Data agendada: 07/04/2021

TEMA DO PROCESSO

  1. Tema
    1. Trata-se de recurso extraordinário em que se discute, com fundamento nos arts. 1º, inc. IV; 5º, “caput”, incs. II, VI, VIII, XXXIX, XLI e LIV; 19, inc. I; e 170 da Constituição da República, a recepção do art. 50, “caput”, do Decreto-Lei n. 3.688/1941 (Lei das Contravenções Penais), pelo qual tipificada a exploração ou o estabelecimento de jogos de azar como contravenções penais.

    2. O acórdão recorrido entendeu que “os fundamentos da proibição que embasaram o Decreto-Lei 9.215/46 não se coadunam com a principiologia constitucional vigente, que autoriza o controle da constitucionalidade em seus três aspectos: evidência, justificabilidade e intensidade. Ofensa, ainda, ao princípio da proporcionalidade e da lesividade, que veda tanto a proteção insuficiente como a criminalização sem ofensividade”. Por outro lado, afirma que “é legítima a opção estatal, no plano administrativo, de não tornar legal a atividade, sem que tal opção alcance a esfera penal”.

    3. O Ministério Público do Estado do Rio Grande do Sul alega, em síntese, que: a) “a análise sobre a legitimidade constitucional de determinada norma infraconstitucional deve se dar à luz do princípio da proporcionalidade, corolário do devido processo legal (artigo 5°, inciso LIV, da Constituição Federal), com base no binômio proibição de excesso e proibição de proteção insuficiente, como limites máximo e mínimo da atuação legislativa, e nos princípios correlatos (adequação, necessidade e proporcionalidade em sentido estrito)”; b) “a limitação à atuação do particular, neste campo, é plenamente legitima, justificando-se a restrição”, livre iniciativa, reservando ao Estado o controle sobre o jogo, punindo-se, civil, administrativa e penalmente, a conduta violadora da proibição, o que afastada a liberdade da atividade econômica do particular, pois esta somente se desenvolve no âmbito da licitude, tanto que o próprio aresto impugnado afirma que, mesmo afastada a tipicidade penal, permanece legítimo o poder de polícia, para in interdição de estabelecimentos e apreensão de objetos”; c)”afasta-se também a suposta ofensa à liberdade religiosa (artigo 5°, incisos VI e VIII, e artigo 19, inciso l, da Constituição Federal) e ao correlato princípio da laicidade, porquanto desvinculada a manutenção da legitimidade constitucional da contravenção penal de qualquer forma religiosa” e d) “é evidente, portanto, a existência de ofensividade social e a violação a bens jurídicos que justificam a tutela penal da exploração de jogos de azar coma infração autônoma, sem qualquer desatenção à intervenção penal mínima, à fragmentariedade e à lesividade”.
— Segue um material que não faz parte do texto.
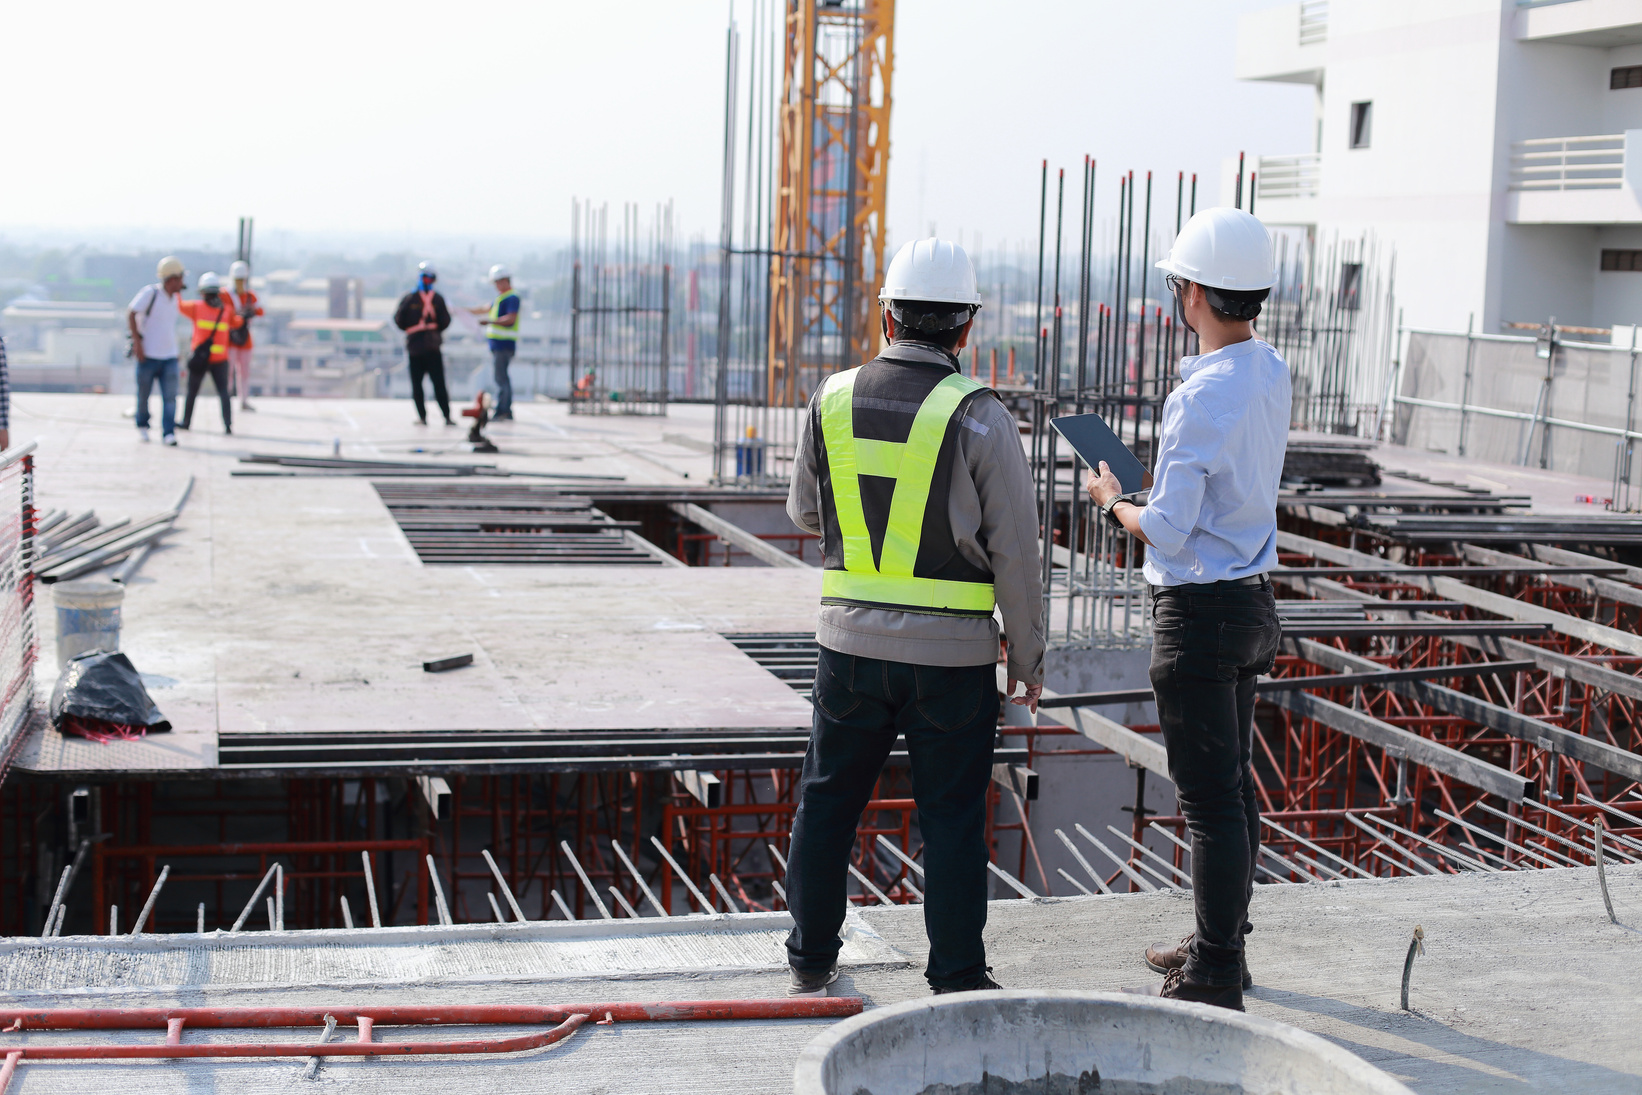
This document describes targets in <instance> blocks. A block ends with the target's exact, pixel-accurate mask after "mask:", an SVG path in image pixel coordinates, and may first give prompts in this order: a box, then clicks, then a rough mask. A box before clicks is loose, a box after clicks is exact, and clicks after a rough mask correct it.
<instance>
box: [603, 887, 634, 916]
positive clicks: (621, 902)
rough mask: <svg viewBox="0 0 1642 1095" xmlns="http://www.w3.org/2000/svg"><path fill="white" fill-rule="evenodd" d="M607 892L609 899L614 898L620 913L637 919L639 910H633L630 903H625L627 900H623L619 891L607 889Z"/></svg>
mask: <svg viewBox="0 0 1642 1095" xmlns="http://www.w3.org/2000/svg"><path fill="white" fill-rule="evenodd" d="M609 891H611V898H614V900H616V905H619V906H621V911H622V913H626V914H627V916H631V918H632V919H639V909H635V908H634V906H632V905H631V903H629V901H627V898H624V896H622V893H621V890H617V888H616V887H609Z"/></svg>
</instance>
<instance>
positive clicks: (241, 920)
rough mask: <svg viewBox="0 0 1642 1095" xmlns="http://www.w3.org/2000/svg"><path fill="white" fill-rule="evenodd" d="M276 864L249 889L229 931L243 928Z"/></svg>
mask: <svg viewBox="0 0 1642 1095" xmlns="http://www.w3.org/2000/svg"><path fill="white" fill-rule="evenodd" d="M277 865H279V864H271V865H269V867H268V873H266V875H263V880H261V882H259V883H256V890H253V891H251V900H250V901H246V903H245V908H243V909H240V916H238V919H235V921H233V928H230V929H228V931H230V932H236V931H240V929H241V928H245V921H246V919H250V916H251V909H255V908H256V898H259V896H263V890H266V888H268V883H269V882H273V880H274V867H277ZM366 877H369V875H366Z"/></svg>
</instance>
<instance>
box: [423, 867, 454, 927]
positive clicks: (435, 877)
mask: <svg viewBox="0 0 1642 1095" xmlns="http://www.w3.org/2000/svg"><path fill="white" fill-rule="evenodd" d="M427 877H429V882H432V883H433V905H435V906H437V908H438V923H440V924H447V926H448V924H452V923H455V921H452V919H450V906H448V905H445V887H442V885H440V883H438V868H437V867H433V857H432V855H429V857H427Z"/></svg>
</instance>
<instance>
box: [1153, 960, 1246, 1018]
mask: <svg viewBox="0 0 1642 1095" xmlns="http://www.w3.org/2000/svg"><path fill="white" fill-rule="evenodd" d="M1158 995H1159V996H1163V998H1164V1000H1190V1001H1192V1003H1207V1005H1213V1006H1217V1008H1230V1010H1231V1011H1241V1010H1243V988H1241V987H1240V985H1192V983H1190V982H1187V980H1186V974H1184V972H1182V970H1169V974H1167V977H1164V978H1163V988H1159V990H1158Z"/></svg>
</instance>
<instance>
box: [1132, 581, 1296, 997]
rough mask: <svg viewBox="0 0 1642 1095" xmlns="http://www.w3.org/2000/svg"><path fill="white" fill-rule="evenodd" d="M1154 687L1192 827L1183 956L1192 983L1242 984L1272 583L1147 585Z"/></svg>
mask: <svg viewBox="0 0 1642 1095" xmlns="http://www.w3.org/2000/svg"><path fill="white" fill-rule="evenodd" d="M1151 611H1153V645H1151V688H1153V691H1154V693H1156V696H1158V721H1159V722H1161V724H1163V744H1164V745H1166V747H1167V750H1169V778H1172V780H1174V788H1176V795H1177V796H1179V803H1181V813H1182V814H1184V816H1186V824H1187V827H1189V829H1190V832H1192V903H1194V905H1195V906H1197V929H1195V937H1194V939H1192V946H1190V954H1189V957H1187V959H1186V980H1187V982H1192V983H1195V985H1241V983H1243V982H1241V969H1240V960H1241V957H1243V936H1245V934H1248V932H1250V931H1251V929H1253V928H1251V924H1250V923H1248V901H1250V898H1251V896H1253V893H1254V859H1256V857H1258V855H1259V804H1258V803H1256V799H1254V773H1253V768H1251V767H1250V762H1251V758H1253V745H1254V681H1256V678H1258V676H1259V675H1261V673H1266V671H1269V670H1271V665H1273V662H1274V660H1276V657H1277V642H1279V639H1282V624H1279V622H1277V606H1276V601H1273V596H1271V583H1263V584H1259V586H1227V584H1223V583H1212V584H1202V586H1167V588H1158V589H1154V591H1153V609H1151Z"/></svg>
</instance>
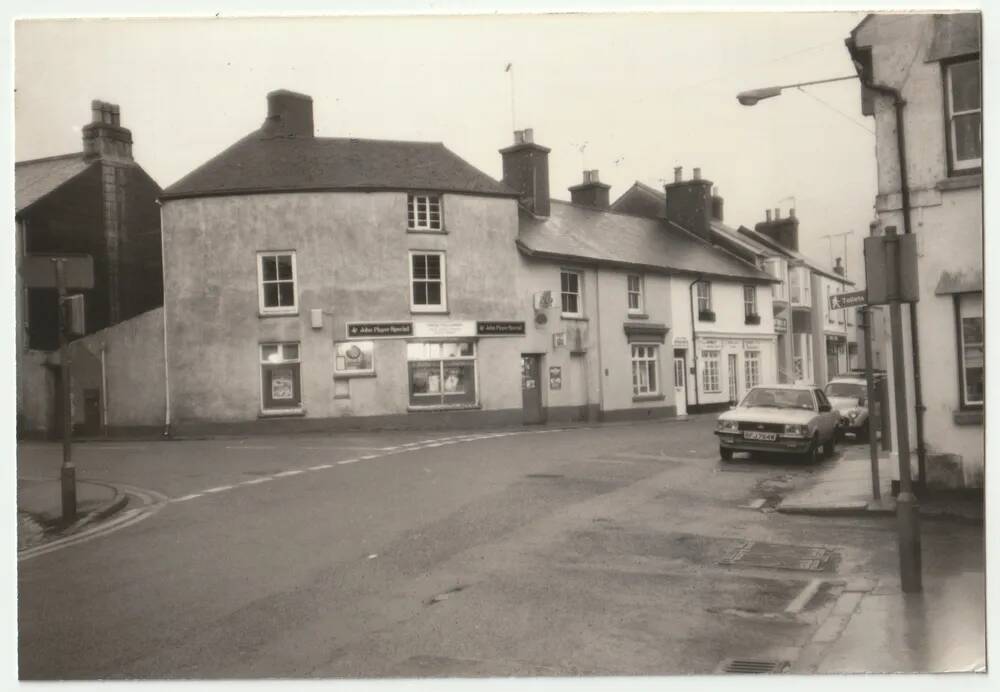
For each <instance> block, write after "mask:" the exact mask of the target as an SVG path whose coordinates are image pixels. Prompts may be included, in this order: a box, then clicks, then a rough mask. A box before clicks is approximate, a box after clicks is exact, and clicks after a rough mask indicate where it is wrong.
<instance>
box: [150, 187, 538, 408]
mask: <svg viewBox="0 0 1000 692" xmlns="http://www.w3.org/2000/svg"><path fill="white" fill-rule="evenodd" d="M515 205H516V203H515V201H514V200H512V199H500V198H481V197H472V196H464V195H444V196H443V199H442V208H443V214H444V227H445V231H446V232H445V233H415V232H407V230H406V218H407V212H406V194H405V193H393V192H379V193H367V194H365V193H295V194H266V195H246V196H235V197H211V198H198V199H182V200H169V201H166V202H165V203H164V206H163V228H164V233H165V243H166V253H165V257H164V267H165V268H164V272H165V285H166V310H167V332H168V357H169V363H170V371H171V404H172V407H173V411H174V416H175V421H176V423H177V424H178V425H181V426H183V425H184V424H185V422H195V421H197V422H236V421H254V420H256V419H257V418H258V417H259V416H260V415H261V408H262V406H261V379H260V378H261V375H260V351H259V346H260V344H261V343H266V342H298V343H299V344H300V354H301V355H300V358H301V365H300V371H301V383H302V384H301V394H302V408H303V409H304V414H303V416H304V417H306V418H316V419H330V418H344V417H363V416H376V415H379V416H385V415H390V416H391V415H396V416H403V417H405V416H407V414H408V411H409V390H408V382H409V377H408V369H407V362H406V355H405V354H406V346H405V342H404V341H403V340H401V339H379V340H375V346H374V361H375V376H374V377H354V378H351V379H349V380H348V381H347V382H346V383H345V382H344V381H343V380H341V379H339V378H338V379H337V381H336V382H335V380H334V377H333V375H334V372H333V367H334V357H333V348H334V342H335V341H342V340H344V339H345V337H346V333H347V323H348V322H380V321H413V322H424V323H430V322H442V321H451V322H454V321H470V320H519V319H524V317H525V313H524V311H523V305H522V302H523V301H522V300H521V299H520V297H519V296H517V295H516V293H515V292H514V291H512V290H511V285H512V281H511V278H512V277H515V276H516V275H517V272H518V264H517V263H518V261H519V260H518V259H517V252H516V251H515V249H514V240H515V238H516V236H517V212H516V206H515ZM267 250H274V251H279V250H294V251H295V253H296V271H297V286H296V287H297V294H298V306H299V307H298V313H297V314H295V315H289V316H259V315H258V287H257V283H258V280H257V252H258V251H267ZM409 250H440V251H444V252H445V253H446V260H445V272H446V277H447V301H448V305H447V307H448V311H447V314H411V311H410V287H409V255H408V251H409ZM313 309H319V310H321V311H322V314H323V322H322V327H321V328H318V329H316V328H313V327H312V326H311V322H310V311H311V310H313ZM522 341H523V339H521V338H511V337H484V338H480V339H479V340H478V346H477V348H478V361H477V368H478V387H477V391H478V395H479V410H481V411H494V412H497V411H507V412H513V414H511V415H514V414H516V415H517V416H520V409H521V391H520V378H519V373H520V353H521V346H522Z"/></svg>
    4. Em contrarrazões, o recorrido afirma que “é o legislador que, em última análise, afirma aquilo o que é e o que deixa de ser crime, através da proibição abstrata das condutas proibidas; neste contexto deveria ter a cautela de extrair do contexto e aplicação jurídica geral aqueles atos que, realmente, apresentam-se coma violadores de bens jurídicos relevantes”. Sendo assim, sustenta que “não existe sentido, tampouco apresenta congruência e legitimidade punir condutas plenamente toleradas, muitas vezes fomentadas pela ordem jurídica e social, pois, nesse caso o Direito Penal, além de ineficaz, seria ilegítimo”.
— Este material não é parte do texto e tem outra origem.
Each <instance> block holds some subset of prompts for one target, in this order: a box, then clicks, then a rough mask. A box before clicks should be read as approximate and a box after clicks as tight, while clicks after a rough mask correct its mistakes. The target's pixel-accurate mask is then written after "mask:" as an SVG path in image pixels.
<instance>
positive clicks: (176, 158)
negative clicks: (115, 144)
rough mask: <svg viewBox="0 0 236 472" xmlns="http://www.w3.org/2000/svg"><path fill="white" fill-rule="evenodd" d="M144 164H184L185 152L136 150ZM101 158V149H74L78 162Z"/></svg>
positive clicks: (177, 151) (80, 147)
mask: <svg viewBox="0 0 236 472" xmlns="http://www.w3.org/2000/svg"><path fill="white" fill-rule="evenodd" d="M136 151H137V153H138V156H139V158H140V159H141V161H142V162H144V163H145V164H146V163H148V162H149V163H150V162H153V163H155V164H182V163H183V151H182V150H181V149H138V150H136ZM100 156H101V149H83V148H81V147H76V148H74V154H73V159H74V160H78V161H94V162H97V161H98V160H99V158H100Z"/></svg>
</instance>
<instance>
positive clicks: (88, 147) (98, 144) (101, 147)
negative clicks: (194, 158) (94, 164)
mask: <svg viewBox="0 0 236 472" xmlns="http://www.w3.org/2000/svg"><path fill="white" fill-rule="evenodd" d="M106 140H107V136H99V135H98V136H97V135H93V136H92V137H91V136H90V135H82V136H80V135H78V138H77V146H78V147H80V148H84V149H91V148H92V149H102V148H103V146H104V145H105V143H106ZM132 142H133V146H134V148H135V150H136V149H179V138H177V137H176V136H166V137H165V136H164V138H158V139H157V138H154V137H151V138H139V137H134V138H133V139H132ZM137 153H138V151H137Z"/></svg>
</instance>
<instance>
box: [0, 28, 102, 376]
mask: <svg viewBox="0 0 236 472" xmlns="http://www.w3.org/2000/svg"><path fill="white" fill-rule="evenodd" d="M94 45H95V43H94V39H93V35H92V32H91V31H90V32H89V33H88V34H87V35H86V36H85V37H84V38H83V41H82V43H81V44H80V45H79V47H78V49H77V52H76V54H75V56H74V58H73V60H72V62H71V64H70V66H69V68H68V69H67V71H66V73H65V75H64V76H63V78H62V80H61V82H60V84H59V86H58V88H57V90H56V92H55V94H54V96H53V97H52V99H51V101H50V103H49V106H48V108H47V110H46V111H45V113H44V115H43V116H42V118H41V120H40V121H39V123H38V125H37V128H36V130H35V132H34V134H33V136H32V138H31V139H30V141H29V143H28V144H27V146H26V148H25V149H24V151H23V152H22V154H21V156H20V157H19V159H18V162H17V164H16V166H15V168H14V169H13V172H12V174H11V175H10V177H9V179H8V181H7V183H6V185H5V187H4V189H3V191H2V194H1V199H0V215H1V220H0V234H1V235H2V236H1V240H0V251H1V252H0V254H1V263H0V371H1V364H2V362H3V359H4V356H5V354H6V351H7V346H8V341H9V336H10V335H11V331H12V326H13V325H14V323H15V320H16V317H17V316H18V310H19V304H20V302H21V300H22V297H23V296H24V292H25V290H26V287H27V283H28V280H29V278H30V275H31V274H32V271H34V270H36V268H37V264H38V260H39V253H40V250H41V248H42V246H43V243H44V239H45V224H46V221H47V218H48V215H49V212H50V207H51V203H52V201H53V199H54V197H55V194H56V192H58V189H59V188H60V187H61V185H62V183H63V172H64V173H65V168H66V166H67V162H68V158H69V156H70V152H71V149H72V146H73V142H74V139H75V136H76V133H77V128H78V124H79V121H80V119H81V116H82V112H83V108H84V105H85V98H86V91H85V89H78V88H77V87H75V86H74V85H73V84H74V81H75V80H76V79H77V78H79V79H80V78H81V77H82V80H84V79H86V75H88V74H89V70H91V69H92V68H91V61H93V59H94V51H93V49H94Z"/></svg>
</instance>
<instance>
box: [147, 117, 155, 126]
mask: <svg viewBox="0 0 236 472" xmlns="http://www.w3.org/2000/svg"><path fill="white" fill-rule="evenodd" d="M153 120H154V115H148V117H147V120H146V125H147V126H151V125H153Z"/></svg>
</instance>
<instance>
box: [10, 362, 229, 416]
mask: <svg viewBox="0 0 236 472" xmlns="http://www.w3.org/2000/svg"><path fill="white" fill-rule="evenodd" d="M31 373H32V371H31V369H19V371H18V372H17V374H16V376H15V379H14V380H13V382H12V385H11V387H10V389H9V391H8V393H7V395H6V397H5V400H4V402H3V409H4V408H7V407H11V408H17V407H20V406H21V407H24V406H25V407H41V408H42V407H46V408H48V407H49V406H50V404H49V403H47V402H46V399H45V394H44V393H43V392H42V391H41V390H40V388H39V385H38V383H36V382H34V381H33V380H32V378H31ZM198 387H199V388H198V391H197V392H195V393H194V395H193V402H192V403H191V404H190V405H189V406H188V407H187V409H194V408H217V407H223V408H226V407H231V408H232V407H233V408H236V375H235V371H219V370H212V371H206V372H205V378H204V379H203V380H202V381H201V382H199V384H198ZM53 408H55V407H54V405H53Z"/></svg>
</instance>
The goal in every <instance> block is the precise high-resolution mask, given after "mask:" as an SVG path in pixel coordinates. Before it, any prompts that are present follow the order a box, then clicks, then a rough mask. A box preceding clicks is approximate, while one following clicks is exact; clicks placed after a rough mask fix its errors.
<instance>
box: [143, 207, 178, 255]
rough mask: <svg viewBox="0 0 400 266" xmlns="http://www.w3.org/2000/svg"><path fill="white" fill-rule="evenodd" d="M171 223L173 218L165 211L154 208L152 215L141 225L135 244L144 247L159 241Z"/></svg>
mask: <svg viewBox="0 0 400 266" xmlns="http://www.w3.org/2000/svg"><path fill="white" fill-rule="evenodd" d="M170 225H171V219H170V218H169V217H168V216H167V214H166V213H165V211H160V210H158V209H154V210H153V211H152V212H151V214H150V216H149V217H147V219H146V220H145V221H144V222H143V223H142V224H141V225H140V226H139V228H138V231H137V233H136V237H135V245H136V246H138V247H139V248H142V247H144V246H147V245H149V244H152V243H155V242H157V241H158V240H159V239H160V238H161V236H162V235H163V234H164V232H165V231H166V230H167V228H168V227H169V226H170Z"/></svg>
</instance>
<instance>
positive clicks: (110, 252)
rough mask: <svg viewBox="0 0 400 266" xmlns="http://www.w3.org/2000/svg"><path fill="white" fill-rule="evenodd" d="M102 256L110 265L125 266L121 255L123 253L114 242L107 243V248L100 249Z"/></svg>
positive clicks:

    5. O Tribunal reconheceu a existência de repercussão geral da questão constitucional suscitada.

    6. Foi admitido como ‘amicus curiae’ o Instituto Brasileiro Jogo Legal/IBJL.

  2. Tese
    DIREITO PENAL. CONTRAVENÇÃO PENAL. JOGOS DE AZAR. RECEPÇÃO PELA CONSTITUIÇÃO FEDERAL DE 1988. TIPICIDADE DAS CONDUTAS AFASTADA PELO ACÓRDÃO RECORRIDO FUNDADO NOS PRECEITOS DA LIVRE INICIATIVA E DAS LIBERDADES FUNDAMENTAIS. DECRETO-LEI Nº 3.688/41, ART. 50. CF/88, ARTS. 1º, II, VI, VIII, XXXIX, XLI e LIV; 5º, XLI; 19, I; E 170.
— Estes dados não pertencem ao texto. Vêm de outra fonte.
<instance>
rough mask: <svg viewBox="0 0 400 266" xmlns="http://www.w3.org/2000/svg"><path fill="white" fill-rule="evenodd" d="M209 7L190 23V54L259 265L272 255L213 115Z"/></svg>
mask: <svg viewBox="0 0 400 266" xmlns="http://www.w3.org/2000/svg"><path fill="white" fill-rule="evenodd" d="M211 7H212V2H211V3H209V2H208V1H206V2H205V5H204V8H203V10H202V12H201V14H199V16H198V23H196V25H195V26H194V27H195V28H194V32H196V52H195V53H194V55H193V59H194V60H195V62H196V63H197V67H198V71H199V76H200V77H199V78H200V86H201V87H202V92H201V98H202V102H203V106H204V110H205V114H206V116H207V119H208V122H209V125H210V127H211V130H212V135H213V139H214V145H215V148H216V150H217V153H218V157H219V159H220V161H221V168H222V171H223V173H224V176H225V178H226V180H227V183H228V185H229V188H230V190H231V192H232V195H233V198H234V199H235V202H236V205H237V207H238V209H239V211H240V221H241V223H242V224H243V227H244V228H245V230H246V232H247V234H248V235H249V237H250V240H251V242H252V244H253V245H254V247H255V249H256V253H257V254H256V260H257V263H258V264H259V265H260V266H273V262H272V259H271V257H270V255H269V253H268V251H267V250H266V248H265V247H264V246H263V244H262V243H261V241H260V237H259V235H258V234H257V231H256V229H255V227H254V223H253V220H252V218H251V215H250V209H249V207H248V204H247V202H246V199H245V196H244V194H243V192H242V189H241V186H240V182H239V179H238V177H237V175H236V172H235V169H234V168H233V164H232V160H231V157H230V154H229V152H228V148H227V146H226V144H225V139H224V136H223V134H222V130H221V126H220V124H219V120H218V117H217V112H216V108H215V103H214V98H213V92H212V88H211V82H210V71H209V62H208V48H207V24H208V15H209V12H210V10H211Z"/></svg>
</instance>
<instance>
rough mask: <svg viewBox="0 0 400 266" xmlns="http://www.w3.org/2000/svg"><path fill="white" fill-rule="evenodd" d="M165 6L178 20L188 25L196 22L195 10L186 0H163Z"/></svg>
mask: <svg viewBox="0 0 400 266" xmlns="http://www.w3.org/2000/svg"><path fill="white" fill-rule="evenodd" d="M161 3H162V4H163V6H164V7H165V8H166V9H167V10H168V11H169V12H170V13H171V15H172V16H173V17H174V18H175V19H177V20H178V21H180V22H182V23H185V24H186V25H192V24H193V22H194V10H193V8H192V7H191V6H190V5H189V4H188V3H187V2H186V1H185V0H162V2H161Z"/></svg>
    Saber se foi recepcionada, ou não, pela constituição a tipificação da exploração ou do estabelecimento de jogos de azar como contravenções penais.

  3. Parecer da PGR

    Pelo provimento do recurso.

  1. Informações
    Processo incluído em pauta de julgamento publicada no DJe em 11/09/2019.
    O Tribunal reconheceu a existência de repercussão geral da questão constitucional suscitada.